Basic Parameter Efficient Fine Tuning (PEFT)

An example of Parameter-Efficient Fine-Tuning (PEFT) by adding LoRA adapters to a Hugging Face TFDistilBertForSequenceClassification model – all in pure TensorFlow/Keras.

Alt text

Process followed

Took a pretrained DistilBERT model for text classification
Froze most of the transformer layers to keep training efficient
Injected LoRA adapters into only the last two transformer layers
Fine-tuned on a small custom dataset with string labels
Saved the model, tokenizer, and label map for later inference
Perform inferening using the loaded model

Different ways to fine tune

Self - supervised
Supervised ✅
Re-informcement learning

Different options for parameter tuning

Retrain all parameters
Transfer learning
Parameter Efficient Fine-tuning(PEFT) ✅

Why Low-Rank Adaptation (LoRA)?

Instead of fine-tuning the entire 66M+ parameters, LoRA trains only a small fraction by learning low-rank updates.

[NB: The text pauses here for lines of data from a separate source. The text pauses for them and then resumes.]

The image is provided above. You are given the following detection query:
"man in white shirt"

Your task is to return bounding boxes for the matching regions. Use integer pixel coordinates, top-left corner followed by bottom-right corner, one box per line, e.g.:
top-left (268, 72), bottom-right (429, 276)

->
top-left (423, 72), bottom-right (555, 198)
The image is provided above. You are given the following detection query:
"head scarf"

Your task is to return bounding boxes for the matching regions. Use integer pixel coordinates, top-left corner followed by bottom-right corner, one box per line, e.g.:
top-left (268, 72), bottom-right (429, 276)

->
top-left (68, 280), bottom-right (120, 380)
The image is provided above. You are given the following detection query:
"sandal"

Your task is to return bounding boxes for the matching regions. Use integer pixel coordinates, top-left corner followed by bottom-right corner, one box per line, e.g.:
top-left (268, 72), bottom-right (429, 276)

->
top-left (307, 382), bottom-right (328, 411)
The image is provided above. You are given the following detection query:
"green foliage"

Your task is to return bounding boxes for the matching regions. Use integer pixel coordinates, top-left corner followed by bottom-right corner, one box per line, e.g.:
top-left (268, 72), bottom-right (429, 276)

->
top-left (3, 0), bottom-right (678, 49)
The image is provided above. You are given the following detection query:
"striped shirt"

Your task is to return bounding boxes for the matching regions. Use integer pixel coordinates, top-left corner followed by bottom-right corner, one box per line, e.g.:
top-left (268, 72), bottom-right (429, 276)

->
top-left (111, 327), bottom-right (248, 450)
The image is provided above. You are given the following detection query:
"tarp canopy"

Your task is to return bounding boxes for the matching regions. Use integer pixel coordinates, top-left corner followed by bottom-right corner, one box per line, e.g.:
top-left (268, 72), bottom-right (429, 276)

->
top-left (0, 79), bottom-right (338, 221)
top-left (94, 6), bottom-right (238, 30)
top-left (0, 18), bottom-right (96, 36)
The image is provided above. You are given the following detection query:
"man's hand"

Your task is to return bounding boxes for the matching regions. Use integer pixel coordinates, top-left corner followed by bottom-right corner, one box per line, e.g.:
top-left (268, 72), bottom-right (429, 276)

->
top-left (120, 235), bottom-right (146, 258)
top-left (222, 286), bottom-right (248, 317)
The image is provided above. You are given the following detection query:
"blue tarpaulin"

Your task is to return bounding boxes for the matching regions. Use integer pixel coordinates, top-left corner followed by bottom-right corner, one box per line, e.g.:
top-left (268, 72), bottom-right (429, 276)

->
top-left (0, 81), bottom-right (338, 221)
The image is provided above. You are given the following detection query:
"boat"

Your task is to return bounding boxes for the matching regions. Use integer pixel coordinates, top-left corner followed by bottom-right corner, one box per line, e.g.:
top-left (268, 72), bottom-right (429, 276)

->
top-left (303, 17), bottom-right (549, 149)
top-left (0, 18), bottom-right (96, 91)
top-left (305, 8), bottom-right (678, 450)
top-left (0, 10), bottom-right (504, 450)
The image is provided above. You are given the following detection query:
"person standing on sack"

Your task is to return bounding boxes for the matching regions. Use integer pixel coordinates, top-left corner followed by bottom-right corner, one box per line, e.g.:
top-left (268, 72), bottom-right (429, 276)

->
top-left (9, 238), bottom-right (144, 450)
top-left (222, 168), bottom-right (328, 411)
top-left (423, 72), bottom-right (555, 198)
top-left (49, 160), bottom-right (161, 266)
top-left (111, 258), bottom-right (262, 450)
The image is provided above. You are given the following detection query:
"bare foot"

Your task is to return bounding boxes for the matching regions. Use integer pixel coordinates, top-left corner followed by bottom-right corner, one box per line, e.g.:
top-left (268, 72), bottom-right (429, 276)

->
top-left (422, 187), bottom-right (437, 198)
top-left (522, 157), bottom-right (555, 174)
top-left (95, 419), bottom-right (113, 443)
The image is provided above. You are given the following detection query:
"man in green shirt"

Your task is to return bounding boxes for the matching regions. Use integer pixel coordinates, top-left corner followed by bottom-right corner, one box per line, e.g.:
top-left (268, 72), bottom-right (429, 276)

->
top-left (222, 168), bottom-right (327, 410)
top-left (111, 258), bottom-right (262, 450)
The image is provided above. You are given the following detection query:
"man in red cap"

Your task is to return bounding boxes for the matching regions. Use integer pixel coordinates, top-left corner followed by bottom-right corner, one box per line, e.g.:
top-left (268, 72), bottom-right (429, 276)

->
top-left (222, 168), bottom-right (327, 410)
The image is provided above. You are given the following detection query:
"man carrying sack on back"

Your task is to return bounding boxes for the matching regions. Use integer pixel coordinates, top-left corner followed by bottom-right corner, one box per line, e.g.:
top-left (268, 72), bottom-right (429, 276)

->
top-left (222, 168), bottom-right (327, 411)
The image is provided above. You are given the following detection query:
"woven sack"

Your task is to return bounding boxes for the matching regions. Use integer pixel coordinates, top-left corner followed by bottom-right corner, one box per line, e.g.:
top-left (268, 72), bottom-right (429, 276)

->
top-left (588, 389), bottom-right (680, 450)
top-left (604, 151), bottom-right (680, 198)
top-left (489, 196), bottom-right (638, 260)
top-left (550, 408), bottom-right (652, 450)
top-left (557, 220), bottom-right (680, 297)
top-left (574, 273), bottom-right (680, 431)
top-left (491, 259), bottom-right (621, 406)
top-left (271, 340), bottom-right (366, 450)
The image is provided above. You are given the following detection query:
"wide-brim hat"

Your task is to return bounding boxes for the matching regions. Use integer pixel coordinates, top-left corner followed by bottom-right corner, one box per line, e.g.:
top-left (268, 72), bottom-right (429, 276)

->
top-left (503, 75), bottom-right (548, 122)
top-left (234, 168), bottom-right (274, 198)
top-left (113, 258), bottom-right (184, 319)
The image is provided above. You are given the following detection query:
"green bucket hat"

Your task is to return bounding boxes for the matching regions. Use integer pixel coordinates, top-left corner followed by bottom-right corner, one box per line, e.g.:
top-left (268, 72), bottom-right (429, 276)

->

This makes:

Training faster
Memory-friendly
Ideal for small datasets and CPU/GPU-constrained setups

LoRA (Low-Rank Adaptation) is just one of several Parameter-Efficient Fine-Tuning (PEFT) methods used to adapt large language models without updating all parameters. Other common approaches include:

Prefix Tuning – Learn special prefix tokens for each task while keeping the model frozen.

Prompt Tuning – Learn continuous prompt embeddings instead of discrete prompts.

P-Tuning v2 – Scales prompt tuning to deep models by inserting learned prompts in multiple layers.

Adapter Layers – Insert small trainable modules between transformer layers.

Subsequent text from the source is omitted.